Doch: Eine 50-Stunden-Woche ist zu viel und sollte höchstens ein Ausnahmefall sein, sagt der Berner Arbeitspsychologe Achim Elfering. Sonst reichen die Erholungszeiten nicht aus. Für den Bereich zwischen 30 und 40 Wochenstunden gebe es keine allgemeingültige Antwort: «Sie können nach einer 35-Stunden-Woche erschöpfter sein, als wenn sie 42 Stunden gearbeitet haben.» Das hänge von der Intensität und Qualität der Arbeit ab. Je besser Letztere sei, umso mehr schaffen wir ohne gesundheitliche Einbusse.

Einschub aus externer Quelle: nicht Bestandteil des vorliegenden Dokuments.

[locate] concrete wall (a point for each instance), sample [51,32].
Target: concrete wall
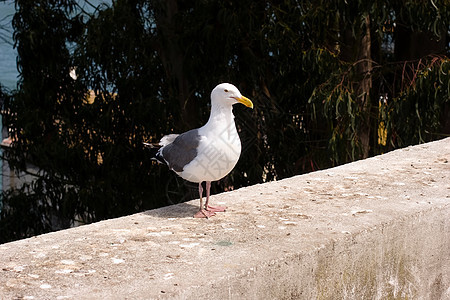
[373,229]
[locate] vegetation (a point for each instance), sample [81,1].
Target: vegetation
[332,81]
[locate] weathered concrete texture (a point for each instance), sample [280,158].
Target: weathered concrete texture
[373,229]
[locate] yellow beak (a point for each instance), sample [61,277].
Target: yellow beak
[244,100]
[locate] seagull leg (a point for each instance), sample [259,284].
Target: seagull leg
[202,213]
[207,206]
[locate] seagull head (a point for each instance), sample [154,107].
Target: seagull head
[226,94]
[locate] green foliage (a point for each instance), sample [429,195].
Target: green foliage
[314,69]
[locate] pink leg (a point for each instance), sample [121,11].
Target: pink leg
[202,213]
[207,206]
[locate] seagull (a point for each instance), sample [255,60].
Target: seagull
[207,153]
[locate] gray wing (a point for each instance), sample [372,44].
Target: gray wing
[182,150]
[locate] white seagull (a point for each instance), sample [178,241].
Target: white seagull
[207,153]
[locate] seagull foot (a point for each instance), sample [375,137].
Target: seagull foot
[204,214]
[216,208]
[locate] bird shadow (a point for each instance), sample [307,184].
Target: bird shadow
[181,210]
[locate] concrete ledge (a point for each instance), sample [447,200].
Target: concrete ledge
[373,229]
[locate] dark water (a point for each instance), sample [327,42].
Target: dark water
[8,69]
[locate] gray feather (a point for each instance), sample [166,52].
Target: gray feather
[182,150]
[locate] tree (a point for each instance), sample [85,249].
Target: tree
[328,86]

Konkret heisse das: Regelmässige Pausen, kein dauerhaft hoher Zeitdruck, keine einseitigen Belastungen, abwechslungsreiche Tätigkeiten und ein Handlungsspielraum, wie, wann und mit wem die Aufgaben erledigt werden. Also das Gegenteil der Fabrikarbeit Anfang des 20. Jahrhunderts. «Wenn wir – wie in Charlie Chaplins ‹Modern Times› – nur an einzelnen Rädchen drehen, erkennen wir den Sinn der Arbeit nicht», sagt Elfering. Das führe zu einer Entfremdung und wirke demotivierend. Die heutige Situation sieht der Arbeitspsychologe indes nicht rabenschwarz: «Das Bewusstsein für Stress bei der Arbeit ist gestiegen. Ebenso die Bereitschaft, etwas dagegen zu tun», sagt er.
Gewerkschafter fordern heute nicht mehr die Begrenzung der Arbeitszeit, sondern dass die Arbeitszeit auch wirklich eingehalten wird. SP-Nationalrat Corrado Pardini schlug vor, dass Geschäftsmails zwischen 19 und 7 Uhr nicht gelesen werden dürfen. Wer hätte 1918 gedacht, dass einst solche Überlegungen zur Abgrenzung angestellt werden müssen? Das erledigte damals das Fabriktor, wenn es abends hinter den Arbeitern schwer ins Schloss fiel.